Carl Brown, Menomonee Falls
FOUNDER, FRESH COAST JAZZ FESTIVAL
I never expected I’d live in the Falls, but we moved here for the Sussex schools. I’m concerned about my daughter being the recipient of discrimination, and sometimes, when we’re out, people look at us like, “Are you lost?” Our friends jokingly ask why we’d subject ourselves to this, but I’ve gotten so used to it that I shake my head and keep moving. It’s not all bad. We have great friends here who happen to be white, and it doesn’t matter at all.
Josseline Castillo, Waukesha
I wish I lived in a more diverse area. I grew up in Honduras, and now most of my neighbors are white. There’s an area of town with some Mexican restaurants and stores, and I go there when I feel overwhelmed to find some comfort and speak Spanish with the employees. Once, at a local grocery store, a woman in line was struggling to speak English, and the cashier wasn’t being nice. After I helped her, I sat in the car and cried, realizing that could happen to my own mom.
Maysee Herr, Germantown
CEO, HMONG WISCONSIN CHAMBER OF COMMERCE
We assumed our subdivision wouldn’t be diverse when we moved here last year, but we’ve been pleasantly surprised. We have a couple of Asian families living around us, and white folks have been nice. At my son’s school, people who work in the building sometimes seem hesitant to approach me, but I haven’t experienced outright discrimination living here. I’ve been very careful in public, especially at the start of the pandemic with all the racial tension. I hope in the future we can all be ourselves and claim our identities without feeling ashamed.

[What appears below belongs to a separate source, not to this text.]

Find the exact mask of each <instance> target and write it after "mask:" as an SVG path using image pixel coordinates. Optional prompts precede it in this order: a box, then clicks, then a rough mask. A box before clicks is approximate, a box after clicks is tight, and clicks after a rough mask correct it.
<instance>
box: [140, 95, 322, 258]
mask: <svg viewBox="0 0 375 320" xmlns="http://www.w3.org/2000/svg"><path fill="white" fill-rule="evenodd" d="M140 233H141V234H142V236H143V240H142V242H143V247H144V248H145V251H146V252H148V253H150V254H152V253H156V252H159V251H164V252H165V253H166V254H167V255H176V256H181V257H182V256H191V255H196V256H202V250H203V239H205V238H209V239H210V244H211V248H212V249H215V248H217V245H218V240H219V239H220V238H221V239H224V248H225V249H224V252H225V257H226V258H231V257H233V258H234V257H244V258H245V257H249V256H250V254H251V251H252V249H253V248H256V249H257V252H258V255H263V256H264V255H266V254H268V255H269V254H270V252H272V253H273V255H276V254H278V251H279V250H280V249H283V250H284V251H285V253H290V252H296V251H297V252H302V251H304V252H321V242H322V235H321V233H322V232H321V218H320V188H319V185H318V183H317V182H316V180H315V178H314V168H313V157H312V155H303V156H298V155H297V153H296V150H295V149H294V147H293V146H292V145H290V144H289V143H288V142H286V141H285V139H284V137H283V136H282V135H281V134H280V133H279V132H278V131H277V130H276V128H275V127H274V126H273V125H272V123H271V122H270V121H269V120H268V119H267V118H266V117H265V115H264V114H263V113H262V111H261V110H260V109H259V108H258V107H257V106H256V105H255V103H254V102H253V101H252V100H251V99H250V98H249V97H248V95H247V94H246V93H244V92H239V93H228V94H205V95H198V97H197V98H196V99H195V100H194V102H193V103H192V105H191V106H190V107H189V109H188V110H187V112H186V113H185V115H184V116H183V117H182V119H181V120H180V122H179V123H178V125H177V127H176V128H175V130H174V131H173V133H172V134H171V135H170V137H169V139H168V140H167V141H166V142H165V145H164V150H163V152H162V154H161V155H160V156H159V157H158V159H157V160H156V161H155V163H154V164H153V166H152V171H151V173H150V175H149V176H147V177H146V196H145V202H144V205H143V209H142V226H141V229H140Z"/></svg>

Chauna Perry Finch, Greendale
RESTORATIVE PRACTICES SUPERVISOR, MILWAUKEE PUBLIC SCHOOLS
When we lived in the city, my family and I sometimes saw things that weighed on our spirits. Here, we don’t see people stumbling on the street, but we also don’t have a sense of community. People don’t really talk to each other where I live. Before, neighbors having a barbecue would bring a plate for us. Discrimination sometimes comes up when I go out. My family went to a restaurant, and the man greeting everyone else didn’t greet us. Those microaggressions make us feel unwanted. I’m hoping to move back to Milwaukee, where there’s more of a natural feel of acceptance.
Mushir Hassan, Brookfield
INTERNAL MEDICINE PHYSICIAN
Brookfield has become a lot more diverse since I moved here in the late ’90s. Coming from an Asian background, strong schools are a priority, so the Asian-American population here has grown. It’s also become more progressive, but I’d like it to continue moving that way. I joined the school board in 2020 and began working toward a diversity and equity inclusion plan. It wasn’t approved, and we faced accusations we were pushing critical race theory. When I was pushing for masking at school, one lady said I was pushing my religious beliefs and shouldn’t be in charge because I’m Muslim. But these people don’t represent the whole city. There are also people who want to do the right thing.